When I was in the hospital in October, I spent a lot of effort staying sane.
While I might not have been…entirely successful in this endeavor, a lot of the progress I did make came from The Book of Joy.
The Book of Joy is a series of conversations, interviews, and anecdotes shared by Archbishop Desmond Tutu, Tenzin Gyatso the Dalai Lama, and author Douglas Abrams. The book’s purpose is to teach people how to maintain joy. And it works.
Archbishop Tutu and the Dalai Lama go through the negative emotions one by one (anger, sadness, etc.) talk about where they come from, and tell us what to do about them. For example, the Dalai Lama relates an anecdote about a car mechanic who bumps his head on the corner of the car he’s working on. The pain angers the mechanic so much that he smashes his head into the car again. In the same way, some (maybe even most?) of the anguish we feel in our lives is self-inflicted. That’s a good thing. That means that at least some of our anguish can be under our control.
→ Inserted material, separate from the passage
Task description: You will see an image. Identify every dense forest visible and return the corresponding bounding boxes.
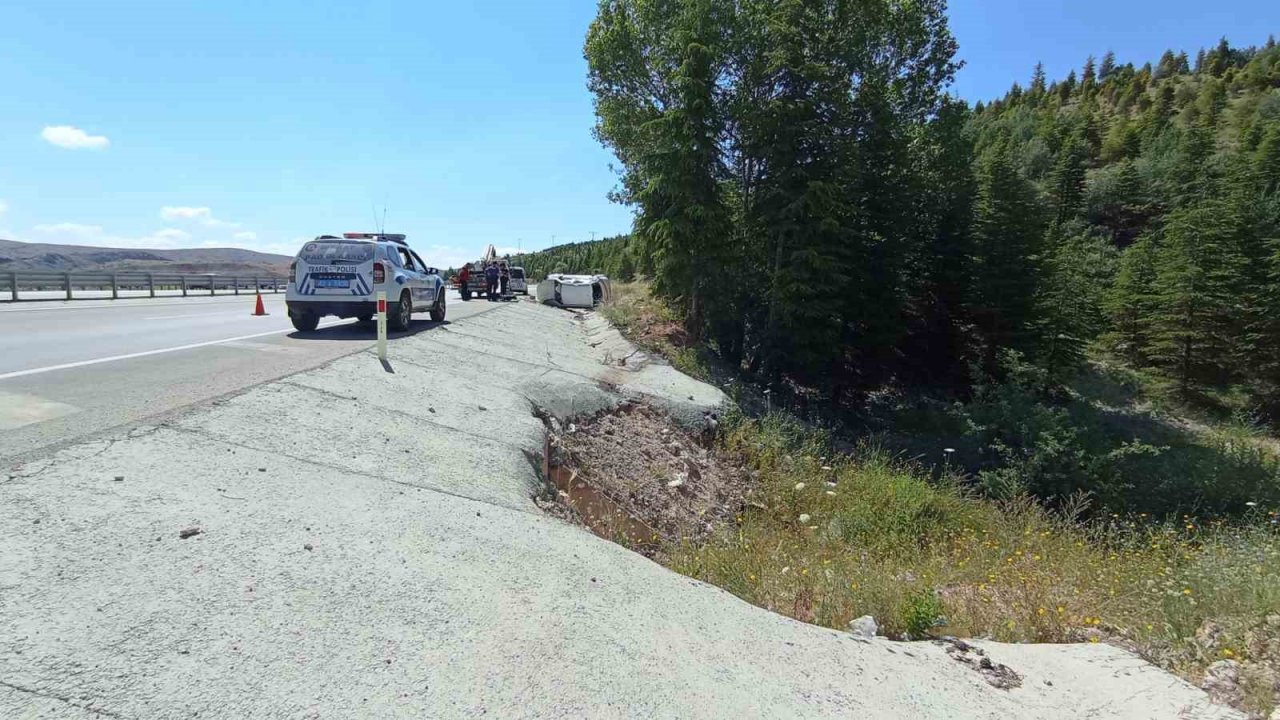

I won’t go into more detail than that — I’ll make a hash of it. Suffice to say that the Book of Joy is full of funny, wise, practical advice. Its authors are friends, and rib each other mercilessly (“We must accept both our own flaws, and those of others. For example, I can’t speak English well, and your nose is too long.”) They relate stories that would be fascinating simply as history, but imbue them with lessons that not only entertain and educate, but also also improve readers.
Listening to this audiobook was like medicine for me, and I plan to apply the lessons it taught me for the rest of my life.